Practitioners trace the origins of permaculture design to an Australian forest service worker in the 1970s. His name is Bill Mollison and together with his graduate student David Holmgren, they offered us all a radical shift in thinking about agriculture by observing and re-creating what happens in a forest. You probably have never heard of permaculture, but you might have heard of agroforestry, food forests or other naming variations on the same theme.

Permaculture as a design science, consists of 3 ethics and 12 principles. The three ethics are:

  • Care of the Earth
  • Care of People
  • Return of Surplus.

Those are rather deep concepts and together with the 12 principles they are explored in Mollison’s seminal text book Permaculture: A Designers Manual. It’s around 600 pages, so if you have a free Saturday or 60, you can read it at your leisure.

In thinking about the connection between user experience design and permaculture design, I realized that by slightly changing the wording of the first ethic, the ethics can be applied to web design. I would change the first law from “Care of the Earth” to “Care of the Web”. That makes total sense to me. Let me explain!

See the Web as it is – an ecosystem

Before I realized there was a connection to web design inside permaculture, I felt it. You could call that a hypothesis, but it’s not! It was intuition, or recognition on some level, and it is certainly taking me some time to put it all together! But I started with this notion of environment. What does that really mean?

It is the ecosystem or milieu in which a thing can exist. Right? And isn’t true that that a milieu can be anything that supports a given life form? But can we apply that idea to non-carbon-based elements? I think so.

There is a lot that has to exist for a website to have life. There is even more that needs to exist in order for a website to matter – or as the third ethic states, generate a yield (and, in fact, a surplus).

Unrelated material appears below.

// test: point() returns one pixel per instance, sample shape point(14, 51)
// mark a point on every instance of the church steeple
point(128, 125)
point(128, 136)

So the question then becomes, what is the ideal environment that needs to exist for a website to generate a surplus?

Wow see, it’s helping us already! That is a great question to start any web design project.

This is part of a series exploring the possible connections between permaculture design principles and user experience web design principles. Seems far fetched, but I think we can learn a lot from the world of permaculture design.